Les pluies dévastatrices de 2024, comme l'ouragan Helene ou le typhon Yagi, ont mis en lumière une réalité alarmante : l'atmosphère terrestre est de plus en plus saturée d'humidité. Cette augmentation, équivalente à 35 fleuves Mississippi circulant dans l'air chaque seconde, alimente des tempêtes plus intenses et des inondations sans précédent. Une analyse approfondie révèle comment le réchauffement climatique transforme les flux de vapeur d'eau, rendant certaines régions du globe particulièrement vulnérables.
Points Clés
- L'atmosphère contient 12 % de vapeur d'eau en plus qu'il y a 85 ans.

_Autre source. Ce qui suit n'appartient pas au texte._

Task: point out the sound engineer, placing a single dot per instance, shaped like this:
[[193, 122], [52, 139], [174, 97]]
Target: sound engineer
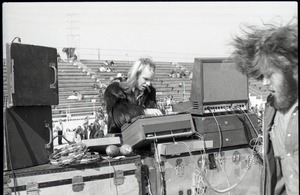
[[270, 54], [133, 97]]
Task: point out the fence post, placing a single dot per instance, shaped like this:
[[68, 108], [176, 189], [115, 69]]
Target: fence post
[[98, 54]]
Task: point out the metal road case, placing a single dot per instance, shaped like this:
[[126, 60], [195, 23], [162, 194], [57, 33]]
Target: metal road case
[[113, 177]]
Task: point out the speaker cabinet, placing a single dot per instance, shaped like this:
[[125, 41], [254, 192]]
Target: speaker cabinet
[[27, 132], [31, 75]]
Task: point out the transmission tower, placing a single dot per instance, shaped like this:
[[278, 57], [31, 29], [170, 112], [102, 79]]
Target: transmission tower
[[73, 32]]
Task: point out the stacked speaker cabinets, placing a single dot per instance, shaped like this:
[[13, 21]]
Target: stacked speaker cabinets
[[32, 87]]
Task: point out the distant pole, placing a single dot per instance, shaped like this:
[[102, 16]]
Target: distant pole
[[183, 90]]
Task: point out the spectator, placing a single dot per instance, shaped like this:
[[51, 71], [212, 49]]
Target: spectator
[[59, 129]]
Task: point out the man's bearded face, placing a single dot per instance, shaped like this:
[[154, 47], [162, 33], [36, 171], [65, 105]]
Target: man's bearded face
[[283, 88]]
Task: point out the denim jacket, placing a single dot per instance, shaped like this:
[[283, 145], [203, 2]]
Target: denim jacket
[[281, 163]]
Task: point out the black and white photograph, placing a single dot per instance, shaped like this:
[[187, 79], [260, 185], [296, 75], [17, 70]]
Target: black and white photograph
[[150, 98]]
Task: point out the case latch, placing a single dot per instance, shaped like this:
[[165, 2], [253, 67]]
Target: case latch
[[32, 188], [119, 177], [77, 183]]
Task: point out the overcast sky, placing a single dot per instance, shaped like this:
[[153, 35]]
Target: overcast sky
[[169, 31]]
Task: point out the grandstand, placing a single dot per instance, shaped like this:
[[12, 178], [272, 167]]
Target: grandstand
[[82, 76]]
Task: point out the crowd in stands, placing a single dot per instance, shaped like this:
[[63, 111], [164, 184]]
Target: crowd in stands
[[76, 95], [106, 67], [85, 131]]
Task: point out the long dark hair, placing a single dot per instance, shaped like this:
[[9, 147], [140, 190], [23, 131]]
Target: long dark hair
[[265, 48]]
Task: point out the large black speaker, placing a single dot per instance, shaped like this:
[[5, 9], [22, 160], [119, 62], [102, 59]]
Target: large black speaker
[[27, 135], [31, 75]]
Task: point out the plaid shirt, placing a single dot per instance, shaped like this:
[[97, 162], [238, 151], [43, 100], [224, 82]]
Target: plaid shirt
[[281, 147]]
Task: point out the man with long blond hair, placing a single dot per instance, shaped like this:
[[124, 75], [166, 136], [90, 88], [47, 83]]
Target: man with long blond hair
[[270, 54], [133, 97]]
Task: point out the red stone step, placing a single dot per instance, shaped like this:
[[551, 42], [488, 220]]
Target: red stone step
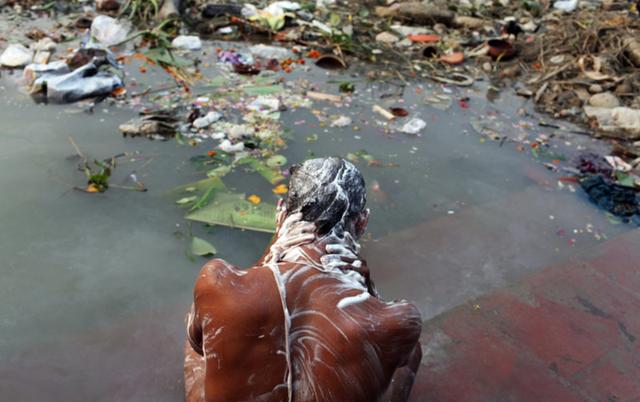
[[570, 332]]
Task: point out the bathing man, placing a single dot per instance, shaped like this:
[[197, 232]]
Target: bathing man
[[305, 324]]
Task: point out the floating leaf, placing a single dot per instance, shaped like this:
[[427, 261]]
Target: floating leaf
[[276, 160], [233, 210], [202, 247], [220, 171], [272, 175], [200, 186], [186, 200], [204, 200]]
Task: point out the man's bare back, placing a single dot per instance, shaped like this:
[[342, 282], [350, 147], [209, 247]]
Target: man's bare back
[[298, 327]]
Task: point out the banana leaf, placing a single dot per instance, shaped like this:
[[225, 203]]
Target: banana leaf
[[272, 175], [233, 210], [201, 186]]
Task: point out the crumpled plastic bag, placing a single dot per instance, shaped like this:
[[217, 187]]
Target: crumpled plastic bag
[[108, 31], [272, 16], [60, 84]]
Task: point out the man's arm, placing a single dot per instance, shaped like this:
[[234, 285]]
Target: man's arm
[[403, 379], [194, 330], [402, 353]]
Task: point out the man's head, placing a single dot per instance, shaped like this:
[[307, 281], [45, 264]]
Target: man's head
[[331, 193]]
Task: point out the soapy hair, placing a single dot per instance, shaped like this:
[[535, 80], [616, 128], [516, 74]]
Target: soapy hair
[[328, 191]]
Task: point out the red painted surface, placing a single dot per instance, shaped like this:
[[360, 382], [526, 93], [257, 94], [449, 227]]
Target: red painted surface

- L'augmentation des températures de 1°C permet à l'air de retenir 7 % d'humidité supplémentaire.
- Le transport intégré de vapeur (TIV) a augmenté de 11,3 % à Valence, bien au-delà de la moyenne mondiale.
- La Corée du Sud voit son TIV maximal augmenter de 8,9 %, deux fois et demie la moyenne mondiale.
- Plus d'un tiers des jours de fortes pluies sont liés à des panaches de vapeur intenses.
Des rivières invisibles dans le ciel
Des panaches massifs d'humidité, nés au-dessus des océans, voyagent à travers le ciel, formant ce que l'on pourrait appeler des « rivières atmosphériques ». Lorsque cette humidité est relâchée, elle peut provoquer de simples averses ou des déluges. En 2024, des niveaux d'humidité sans précédent ont été la cause de nombreuses des pires averses, du puissant ouragan Helene au super typhon Yagi en Asie du Sud-Est, et aux inondations dévastatrices qui ont surpris Valence en Espagne.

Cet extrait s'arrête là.